Con nove nomi all’appello, l’Italia è il Paese più rappresentato nella classifica delle maggiori multinazionali della moda, anche se sul fronte dei ricavi è la Francia a conquistare la medaglia d’oro, con una quota pari al 40% del fatturato aggregato.
È questo che emerge dal report ‘Sistema Moda Mondo’ redatto da Mediobanca, che analizza i dati delle 78 maggiori multinazionali della moda con ricavi superiori a un miliardo di euro ciascuna. Di queste, 35 hanno sede in Europa, 29 in Nord America, 12 in Asia e due in Africa.
Dai dati del primo semestre 2022, si legge nel report, il giro d’affari dei maggiori player mondiali della moda è cresciuto del 15%, trainato dall’Europa (+24%) e dall’America (+19%, a sua volta sulla scia della performance statunitense).
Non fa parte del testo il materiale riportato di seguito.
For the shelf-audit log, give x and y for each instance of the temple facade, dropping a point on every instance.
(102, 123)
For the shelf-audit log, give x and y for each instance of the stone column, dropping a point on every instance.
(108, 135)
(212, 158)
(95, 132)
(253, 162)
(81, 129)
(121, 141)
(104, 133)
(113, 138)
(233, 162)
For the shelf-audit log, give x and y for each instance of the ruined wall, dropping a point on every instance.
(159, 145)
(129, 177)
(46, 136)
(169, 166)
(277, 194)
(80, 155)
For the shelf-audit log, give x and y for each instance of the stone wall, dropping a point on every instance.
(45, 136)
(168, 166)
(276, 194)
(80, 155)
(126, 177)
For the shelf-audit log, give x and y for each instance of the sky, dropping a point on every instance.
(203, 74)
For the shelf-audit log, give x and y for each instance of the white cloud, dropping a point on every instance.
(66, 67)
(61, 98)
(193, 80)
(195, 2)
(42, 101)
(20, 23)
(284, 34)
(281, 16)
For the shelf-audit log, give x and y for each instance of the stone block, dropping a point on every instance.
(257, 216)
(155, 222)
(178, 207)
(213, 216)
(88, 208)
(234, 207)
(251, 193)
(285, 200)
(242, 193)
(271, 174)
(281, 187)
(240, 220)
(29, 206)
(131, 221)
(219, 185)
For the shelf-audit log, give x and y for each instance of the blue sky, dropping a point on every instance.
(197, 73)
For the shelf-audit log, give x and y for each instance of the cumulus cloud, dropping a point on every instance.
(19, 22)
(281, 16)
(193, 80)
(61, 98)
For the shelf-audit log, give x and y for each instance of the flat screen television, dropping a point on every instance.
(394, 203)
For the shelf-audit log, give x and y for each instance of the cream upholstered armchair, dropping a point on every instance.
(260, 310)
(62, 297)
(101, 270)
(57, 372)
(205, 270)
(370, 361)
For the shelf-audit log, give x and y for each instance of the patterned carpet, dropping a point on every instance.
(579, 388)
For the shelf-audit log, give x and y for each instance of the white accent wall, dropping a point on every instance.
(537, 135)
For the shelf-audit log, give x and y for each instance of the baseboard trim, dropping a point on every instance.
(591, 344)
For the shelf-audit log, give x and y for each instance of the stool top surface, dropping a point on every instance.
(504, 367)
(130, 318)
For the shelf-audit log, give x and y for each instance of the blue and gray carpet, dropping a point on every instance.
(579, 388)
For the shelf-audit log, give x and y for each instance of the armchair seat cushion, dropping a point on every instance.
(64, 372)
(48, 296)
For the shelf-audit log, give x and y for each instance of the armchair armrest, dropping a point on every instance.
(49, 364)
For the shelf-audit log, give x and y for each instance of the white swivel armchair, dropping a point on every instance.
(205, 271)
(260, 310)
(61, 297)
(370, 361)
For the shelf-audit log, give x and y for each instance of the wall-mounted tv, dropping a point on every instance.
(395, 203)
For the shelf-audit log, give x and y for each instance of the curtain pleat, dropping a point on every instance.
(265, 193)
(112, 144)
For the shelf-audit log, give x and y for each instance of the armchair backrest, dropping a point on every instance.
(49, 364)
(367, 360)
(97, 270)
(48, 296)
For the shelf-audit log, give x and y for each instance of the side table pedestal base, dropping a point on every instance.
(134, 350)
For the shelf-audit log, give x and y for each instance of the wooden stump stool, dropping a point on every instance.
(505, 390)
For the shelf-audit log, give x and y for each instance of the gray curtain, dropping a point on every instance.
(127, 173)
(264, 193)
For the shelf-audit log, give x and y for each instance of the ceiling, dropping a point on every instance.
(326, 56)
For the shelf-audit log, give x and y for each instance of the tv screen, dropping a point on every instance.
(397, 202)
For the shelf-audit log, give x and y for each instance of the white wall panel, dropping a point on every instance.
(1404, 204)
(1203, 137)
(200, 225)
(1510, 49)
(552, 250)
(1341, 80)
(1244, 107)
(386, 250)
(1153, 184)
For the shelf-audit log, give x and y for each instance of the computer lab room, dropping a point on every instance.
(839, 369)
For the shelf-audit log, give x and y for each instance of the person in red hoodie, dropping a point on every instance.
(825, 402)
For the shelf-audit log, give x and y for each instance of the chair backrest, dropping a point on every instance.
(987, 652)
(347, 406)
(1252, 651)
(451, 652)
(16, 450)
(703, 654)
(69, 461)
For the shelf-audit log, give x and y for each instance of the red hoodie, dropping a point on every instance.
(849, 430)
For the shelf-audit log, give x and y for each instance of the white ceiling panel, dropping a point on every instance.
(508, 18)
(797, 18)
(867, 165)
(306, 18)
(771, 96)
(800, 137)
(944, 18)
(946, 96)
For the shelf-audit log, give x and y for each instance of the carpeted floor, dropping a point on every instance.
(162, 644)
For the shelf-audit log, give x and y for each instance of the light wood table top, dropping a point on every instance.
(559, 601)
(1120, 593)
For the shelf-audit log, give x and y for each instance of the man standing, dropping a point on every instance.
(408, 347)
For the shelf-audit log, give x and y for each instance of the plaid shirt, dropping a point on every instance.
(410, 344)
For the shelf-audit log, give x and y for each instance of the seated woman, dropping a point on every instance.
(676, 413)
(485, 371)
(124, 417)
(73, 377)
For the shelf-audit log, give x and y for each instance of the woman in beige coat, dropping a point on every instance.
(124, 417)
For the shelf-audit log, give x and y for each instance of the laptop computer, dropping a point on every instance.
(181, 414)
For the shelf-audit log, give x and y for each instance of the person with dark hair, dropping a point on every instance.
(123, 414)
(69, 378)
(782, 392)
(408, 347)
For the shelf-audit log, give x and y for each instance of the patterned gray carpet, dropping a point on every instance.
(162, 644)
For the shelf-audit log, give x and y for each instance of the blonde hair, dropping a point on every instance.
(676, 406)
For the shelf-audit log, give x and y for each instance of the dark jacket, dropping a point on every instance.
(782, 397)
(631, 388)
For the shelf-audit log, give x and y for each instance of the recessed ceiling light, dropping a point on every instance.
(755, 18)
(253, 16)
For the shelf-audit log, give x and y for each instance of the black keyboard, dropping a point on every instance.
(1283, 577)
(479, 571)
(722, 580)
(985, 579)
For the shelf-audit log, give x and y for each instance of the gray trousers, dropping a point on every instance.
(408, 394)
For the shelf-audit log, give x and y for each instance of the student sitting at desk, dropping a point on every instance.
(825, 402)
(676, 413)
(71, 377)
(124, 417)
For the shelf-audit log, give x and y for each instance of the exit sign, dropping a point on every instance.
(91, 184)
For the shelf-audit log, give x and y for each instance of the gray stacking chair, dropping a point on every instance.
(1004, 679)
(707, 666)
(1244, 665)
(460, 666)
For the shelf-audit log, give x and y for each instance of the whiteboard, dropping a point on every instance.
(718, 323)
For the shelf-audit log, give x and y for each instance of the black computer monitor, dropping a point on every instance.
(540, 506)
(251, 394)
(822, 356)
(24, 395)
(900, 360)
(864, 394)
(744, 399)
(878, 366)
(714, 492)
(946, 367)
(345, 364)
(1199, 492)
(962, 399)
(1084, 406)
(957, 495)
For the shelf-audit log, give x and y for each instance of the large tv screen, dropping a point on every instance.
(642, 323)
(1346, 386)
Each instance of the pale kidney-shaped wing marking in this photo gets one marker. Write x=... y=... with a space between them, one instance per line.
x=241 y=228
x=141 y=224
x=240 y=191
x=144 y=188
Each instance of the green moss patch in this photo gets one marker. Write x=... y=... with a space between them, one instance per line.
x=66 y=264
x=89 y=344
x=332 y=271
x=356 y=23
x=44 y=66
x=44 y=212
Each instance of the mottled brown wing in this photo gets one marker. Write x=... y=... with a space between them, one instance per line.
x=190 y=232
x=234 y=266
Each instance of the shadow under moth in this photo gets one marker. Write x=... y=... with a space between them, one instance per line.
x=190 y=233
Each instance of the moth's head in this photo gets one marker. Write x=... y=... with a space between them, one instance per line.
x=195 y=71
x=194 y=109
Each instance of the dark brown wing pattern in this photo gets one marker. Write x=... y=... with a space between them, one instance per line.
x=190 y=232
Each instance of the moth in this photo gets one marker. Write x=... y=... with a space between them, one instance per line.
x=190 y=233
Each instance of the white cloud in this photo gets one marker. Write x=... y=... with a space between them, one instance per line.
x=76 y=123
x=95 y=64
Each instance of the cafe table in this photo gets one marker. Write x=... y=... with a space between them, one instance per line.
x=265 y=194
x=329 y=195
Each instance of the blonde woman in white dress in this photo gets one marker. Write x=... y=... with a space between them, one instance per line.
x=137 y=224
Più contenuta la crescita dell’Asia (+3%), penalizzata dal regime di restrizioni legate al contenimento del Covid-19.
Nonostante l’attuale scenario macro-economico permanga incerto, per l’intero 2022 le aspettative restano positive, rassicura Mediobanca: i primi dati, rilasciati in questi giorni, indicano una crescita media del fatturato del 18% (+15% a cambi costanti) nei primi nove mesi 2022.
“Supportate da fondamentali solidi”, le fashion companies stanno incrementando i propri listini (+6% in media previsto nel 2022) in risposta ai rialzi dei costi produttivi (materie prime, mano d’opera e logistica) nonché alle pressioni valutarie. Innovazione e sostenibilità si confermano le principali leve per lo sviluppo del settore e il mercato asiatico resta di primaria importanza, con un’attenzione particolare alle generazioni più giovani e ai consumatori cinesi.
Il trend del 2022 prosegue la via della ripresa tracciata nel 2021, in cui il sistema moda a livello mondiale ha registrato un rimbalzo, con tutti i valori che hanno superato i livelli pre-Covid, con l’eccezione degli investimenti, in rialzo sul 2020 e in calo rispetto al 2019.
In particolare, le 78 realtà prese in considerazione nel report, l’anno scorso hanno fatturato complessivamente 497 miliardi di euro (+26% sul 2020, superando dell’8,5% i livelli pre-pandemici), di cui il 57% generato dai player europei e il 33% dai nordamericani.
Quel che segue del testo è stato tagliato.